A platy might do well. What is the temperment of the betta?


----------



## Guest (Sep 11, 2011)

pretty much any fish do well with fish... even male betta with male betta ...

i know a guy who keep 10 20 betta male in one tank ... all adult ...


----------



## ZebraDanio12 (Jun 17, 2011)

It depends on the betta. Platies may be too colorful and active for him. But i have seen them in tanks with a betta and have no problems. No on the Gourmai. I've had mine with adfs and a cory. but thats it. For some people it works, for some it doesn't.


----------



## GloFish1999 (May 14, 2011)

Ok! So yesterday I bought an albino cory catfish and an albino bristlenose pleco. I was in love with them both from the very first second I'd bought them. Then I woke up this morning... My pleco was dead! Now I feel as if it was my fault. Is it?


----------



## Ghost Knife (Mar 12, 2008)

GloFish1999 said:


> Ok! So yesterday I bought an albino cory catfish and an albino bristlenose pleco. I was in love with them both from the very first second I'd bought them. Then I woke up this morning... My pleco was dead!
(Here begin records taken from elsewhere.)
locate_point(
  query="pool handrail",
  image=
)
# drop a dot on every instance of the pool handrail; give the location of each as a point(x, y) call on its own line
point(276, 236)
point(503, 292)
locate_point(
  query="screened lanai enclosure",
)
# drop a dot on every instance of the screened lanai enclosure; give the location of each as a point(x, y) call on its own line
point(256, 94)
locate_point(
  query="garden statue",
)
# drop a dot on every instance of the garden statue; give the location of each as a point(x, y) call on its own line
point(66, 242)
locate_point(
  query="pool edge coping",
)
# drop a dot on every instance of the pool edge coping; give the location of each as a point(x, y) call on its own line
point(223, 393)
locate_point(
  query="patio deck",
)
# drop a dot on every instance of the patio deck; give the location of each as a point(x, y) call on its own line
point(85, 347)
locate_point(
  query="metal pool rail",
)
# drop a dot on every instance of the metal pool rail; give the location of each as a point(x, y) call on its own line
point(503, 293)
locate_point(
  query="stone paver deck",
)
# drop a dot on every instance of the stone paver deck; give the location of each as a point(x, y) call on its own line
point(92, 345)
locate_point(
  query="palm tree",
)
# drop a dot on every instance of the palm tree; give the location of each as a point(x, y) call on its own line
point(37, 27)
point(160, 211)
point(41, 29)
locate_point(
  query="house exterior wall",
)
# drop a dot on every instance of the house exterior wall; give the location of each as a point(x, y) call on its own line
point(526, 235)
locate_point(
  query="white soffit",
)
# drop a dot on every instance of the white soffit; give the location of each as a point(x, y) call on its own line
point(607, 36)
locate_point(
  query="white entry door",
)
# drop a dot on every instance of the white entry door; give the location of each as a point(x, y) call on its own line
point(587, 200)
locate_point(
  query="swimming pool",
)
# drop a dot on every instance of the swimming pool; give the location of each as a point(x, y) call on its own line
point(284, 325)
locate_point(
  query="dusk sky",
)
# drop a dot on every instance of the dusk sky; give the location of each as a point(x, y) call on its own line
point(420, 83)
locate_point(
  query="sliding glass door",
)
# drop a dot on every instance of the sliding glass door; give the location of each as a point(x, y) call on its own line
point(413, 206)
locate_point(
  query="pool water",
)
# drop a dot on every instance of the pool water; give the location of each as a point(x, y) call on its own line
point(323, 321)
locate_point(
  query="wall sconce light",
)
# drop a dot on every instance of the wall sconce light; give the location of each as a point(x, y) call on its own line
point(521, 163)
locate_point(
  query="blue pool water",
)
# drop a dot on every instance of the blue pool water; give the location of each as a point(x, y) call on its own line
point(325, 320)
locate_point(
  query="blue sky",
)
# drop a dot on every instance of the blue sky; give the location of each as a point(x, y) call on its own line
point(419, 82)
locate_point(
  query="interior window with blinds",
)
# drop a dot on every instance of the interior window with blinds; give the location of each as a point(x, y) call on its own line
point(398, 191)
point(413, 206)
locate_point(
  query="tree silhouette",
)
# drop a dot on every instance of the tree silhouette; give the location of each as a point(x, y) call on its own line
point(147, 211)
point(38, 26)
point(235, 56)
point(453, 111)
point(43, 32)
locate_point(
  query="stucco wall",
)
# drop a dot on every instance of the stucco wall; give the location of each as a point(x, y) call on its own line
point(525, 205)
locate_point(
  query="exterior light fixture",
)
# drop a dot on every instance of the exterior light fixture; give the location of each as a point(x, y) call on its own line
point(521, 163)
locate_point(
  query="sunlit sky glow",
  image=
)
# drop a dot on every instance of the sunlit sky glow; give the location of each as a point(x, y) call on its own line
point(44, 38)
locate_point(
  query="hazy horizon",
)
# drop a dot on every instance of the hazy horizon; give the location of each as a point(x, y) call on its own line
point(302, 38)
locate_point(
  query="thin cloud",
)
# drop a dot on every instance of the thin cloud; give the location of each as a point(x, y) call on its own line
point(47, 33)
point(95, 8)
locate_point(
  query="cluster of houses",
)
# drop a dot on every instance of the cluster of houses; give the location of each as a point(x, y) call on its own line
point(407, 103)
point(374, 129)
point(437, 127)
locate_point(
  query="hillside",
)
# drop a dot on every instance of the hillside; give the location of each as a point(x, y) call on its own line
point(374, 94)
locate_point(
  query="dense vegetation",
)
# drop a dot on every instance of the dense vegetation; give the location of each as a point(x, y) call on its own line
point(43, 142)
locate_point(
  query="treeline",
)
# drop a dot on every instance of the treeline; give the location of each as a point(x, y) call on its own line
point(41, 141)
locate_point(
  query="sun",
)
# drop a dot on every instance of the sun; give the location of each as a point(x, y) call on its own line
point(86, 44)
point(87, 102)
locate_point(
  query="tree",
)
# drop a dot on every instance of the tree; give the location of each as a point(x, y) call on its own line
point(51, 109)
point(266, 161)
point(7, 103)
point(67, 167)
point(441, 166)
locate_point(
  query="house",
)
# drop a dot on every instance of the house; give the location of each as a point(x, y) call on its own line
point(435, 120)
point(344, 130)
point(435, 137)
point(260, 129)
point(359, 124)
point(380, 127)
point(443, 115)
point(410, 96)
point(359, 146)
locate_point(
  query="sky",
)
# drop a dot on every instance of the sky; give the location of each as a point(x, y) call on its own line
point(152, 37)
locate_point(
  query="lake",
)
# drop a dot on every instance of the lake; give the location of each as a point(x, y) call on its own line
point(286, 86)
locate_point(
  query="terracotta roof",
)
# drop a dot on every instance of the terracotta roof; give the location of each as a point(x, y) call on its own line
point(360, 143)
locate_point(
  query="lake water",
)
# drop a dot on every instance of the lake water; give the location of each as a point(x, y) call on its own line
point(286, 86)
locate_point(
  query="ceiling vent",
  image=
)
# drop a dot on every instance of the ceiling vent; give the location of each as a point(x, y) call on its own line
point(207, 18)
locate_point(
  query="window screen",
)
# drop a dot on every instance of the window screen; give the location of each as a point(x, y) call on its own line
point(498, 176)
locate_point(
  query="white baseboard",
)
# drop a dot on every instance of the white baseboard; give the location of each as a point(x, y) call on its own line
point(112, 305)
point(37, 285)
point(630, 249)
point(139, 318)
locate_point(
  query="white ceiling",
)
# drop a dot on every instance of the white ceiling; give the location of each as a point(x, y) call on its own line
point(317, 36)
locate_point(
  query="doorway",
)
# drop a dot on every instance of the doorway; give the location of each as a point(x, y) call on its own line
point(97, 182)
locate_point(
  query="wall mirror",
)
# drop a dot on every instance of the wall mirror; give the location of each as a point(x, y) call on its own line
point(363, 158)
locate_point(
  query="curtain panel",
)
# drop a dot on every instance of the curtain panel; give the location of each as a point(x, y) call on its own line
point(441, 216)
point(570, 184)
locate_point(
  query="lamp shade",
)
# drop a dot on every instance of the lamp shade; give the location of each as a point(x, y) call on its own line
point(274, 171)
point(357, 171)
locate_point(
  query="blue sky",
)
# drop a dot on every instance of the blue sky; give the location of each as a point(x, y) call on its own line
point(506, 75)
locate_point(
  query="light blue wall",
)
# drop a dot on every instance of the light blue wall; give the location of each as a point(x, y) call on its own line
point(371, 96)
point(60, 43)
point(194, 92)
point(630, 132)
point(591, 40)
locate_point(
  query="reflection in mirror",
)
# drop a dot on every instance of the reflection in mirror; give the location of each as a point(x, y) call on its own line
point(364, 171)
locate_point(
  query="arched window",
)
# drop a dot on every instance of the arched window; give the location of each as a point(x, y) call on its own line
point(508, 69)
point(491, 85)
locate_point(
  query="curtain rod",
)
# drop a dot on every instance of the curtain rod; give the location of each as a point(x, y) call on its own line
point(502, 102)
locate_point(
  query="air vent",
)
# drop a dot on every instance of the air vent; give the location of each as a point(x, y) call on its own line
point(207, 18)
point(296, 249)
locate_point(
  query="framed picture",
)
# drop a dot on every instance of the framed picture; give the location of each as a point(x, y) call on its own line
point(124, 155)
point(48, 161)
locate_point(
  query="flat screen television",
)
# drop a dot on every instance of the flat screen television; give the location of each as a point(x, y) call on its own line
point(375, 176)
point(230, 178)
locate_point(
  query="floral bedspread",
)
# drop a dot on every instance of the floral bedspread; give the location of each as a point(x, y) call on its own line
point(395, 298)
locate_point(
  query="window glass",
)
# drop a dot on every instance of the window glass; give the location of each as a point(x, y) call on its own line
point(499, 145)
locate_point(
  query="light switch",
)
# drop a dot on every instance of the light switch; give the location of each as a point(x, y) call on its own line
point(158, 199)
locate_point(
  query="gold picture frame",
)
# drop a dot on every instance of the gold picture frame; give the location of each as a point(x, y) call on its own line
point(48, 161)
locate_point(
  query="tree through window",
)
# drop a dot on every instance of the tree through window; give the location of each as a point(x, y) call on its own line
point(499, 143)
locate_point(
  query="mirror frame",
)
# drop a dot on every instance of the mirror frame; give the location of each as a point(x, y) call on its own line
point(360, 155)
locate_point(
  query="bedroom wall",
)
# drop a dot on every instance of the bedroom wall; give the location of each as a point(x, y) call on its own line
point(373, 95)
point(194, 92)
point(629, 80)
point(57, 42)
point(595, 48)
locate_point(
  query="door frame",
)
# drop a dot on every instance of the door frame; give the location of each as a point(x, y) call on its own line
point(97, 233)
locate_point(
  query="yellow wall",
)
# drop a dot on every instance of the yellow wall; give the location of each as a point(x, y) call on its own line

Now I feel as if it was my fault. Is it?


Probably just new fish syndrome. As far as Cories go, they need be in shoals of at least 4-5.


----------



## ZebraDanio12 (Jun 17, 2011)

Ghost Knife said:


> Probably just new fish syndrome. As far as Cories go, they need be in shoals of at least 4-5.


They do? I only have 1...is that bad?


----------



## platies pwn (Nov 29, 2010)

ZebraDanio12 said:


> They do? I only have 1...is that bad?


yes,it is.they love to play with there buds and will get lonely with only 1.


----------



## ZebraDanio12 (Jun 17, 2011)

platies pwn said:


> yes,it is.they love to play with there buds and will get lonely with only 1.


So I should get a few more?


----------



## Betta man (Mar 25, 2011)

ZebraDanio12 said:


> They do? I only have 1...is that bad?


same here. I had two, but one died. I know they're supposed to be in groups of four, but you could get away with 3.


----------



## ZebraDanio12 (Jun 17, 2011)

Betta man said:


> same here. I had two, but one died. I know they're supposed to be in groups of four, but you could get away with 3.


Okay, ill get a few more tomorrow when I go to the store. Snail died right after i flippin got him. Exchanging him for live stuff XD. ill take a cory instead and buy one or two more with it.


----------